Even at its best, the writing in Call of Duty marches along in an extremely regimented, straightforward way that never wanders far from being clunky and clichéd. This, together with its factual flippancies and incessant and inherent glorification of violence may make COD seem an inappropriate forum for tackling serious subject matter. Yet, despite all this, I applaud the game’s makers for the risks they have taken attempting to include more difficult issues.

We’re getting to the point now where those who survived World War Two are leaving us on an increasingly frequent basis, and the impact of their first-hand accounts will quickly ebb away.

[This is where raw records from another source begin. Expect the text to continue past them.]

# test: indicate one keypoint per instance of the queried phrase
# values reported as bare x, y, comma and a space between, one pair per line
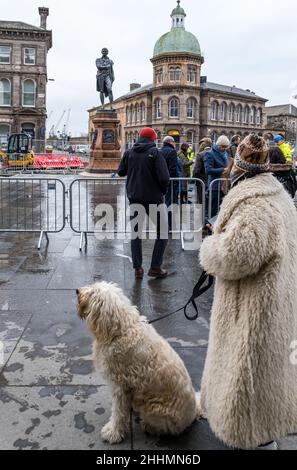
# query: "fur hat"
149, 133
252, 155
223, 140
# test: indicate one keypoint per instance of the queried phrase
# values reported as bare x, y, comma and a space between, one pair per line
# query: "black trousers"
160, 243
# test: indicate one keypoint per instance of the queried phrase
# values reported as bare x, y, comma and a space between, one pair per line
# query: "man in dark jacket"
170, 154
147, 183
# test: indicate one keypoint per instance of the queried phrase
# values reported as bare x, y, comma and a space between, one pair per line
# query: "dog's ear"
105, 319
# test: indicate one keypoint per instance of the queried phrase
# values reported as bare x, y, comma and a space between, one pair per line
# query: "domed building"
182, 103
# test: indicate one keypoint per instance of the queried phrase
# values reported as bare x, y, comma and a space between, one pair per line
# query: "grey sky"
251, 44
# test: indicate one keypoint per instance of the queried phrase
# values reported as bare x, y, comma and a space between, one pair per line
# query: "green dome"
177, 40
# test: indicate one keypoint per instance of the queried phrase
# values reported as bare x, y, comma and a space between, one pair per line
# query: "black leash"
197, 292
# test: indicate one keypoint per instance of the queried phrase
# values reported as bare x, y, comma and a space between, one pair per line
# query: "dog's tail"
199, 411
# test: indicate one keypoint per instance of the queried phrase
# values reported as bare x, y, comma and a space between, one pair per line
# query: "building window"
192, 74
191, 108
223, 112
29, 56
158, 108
245, 115
142, 112
159, 75
5, 54
29, 93
4, 133
174, 74
5, 92
174, 107
128, 116
190, 137
214, 112
137, 113
231, 112
238, 113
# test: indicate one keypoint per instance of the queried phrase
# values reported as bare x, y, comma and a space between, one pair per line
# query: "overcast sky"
248, 43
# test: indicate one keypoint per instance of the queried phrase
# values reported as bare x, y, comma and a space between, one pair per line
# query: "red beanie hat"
149, 133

Empathy erodes rapidly over time, and while I don’t want a small child perched on their grandfather’s knee listening to how he heroically stormed Omaha beach armed with only Duel Shock controller in his hands to be anyone’s primary point of historical reference, video games provide the potential for opportunities and experiences other media does not.

Games are an easy point of access for historical re-enactment capable of enriching settings and resurrecting the dead. Their interactive nature allows history to live and breathe again and their immersive qualities open up possibilities for granting unique insights.

As we move forward, it’s going to be up to generations who grew up playing games to preserve the history of war. Just because games like COD, Brothers in Arms and This War of Mine don’t do a perfect job, doesn’t mean we should stop trying. Does Call of Duty do justice to those who experienced WW2? No. Can anything? No. And surely the biggest injustice of all would be to ignore them completely. These are things too important to be made sacrosanct. This is hallowed ground that we should all continue to walk all over. We need to commit to the idea that video games have an important role to play in the future of the past.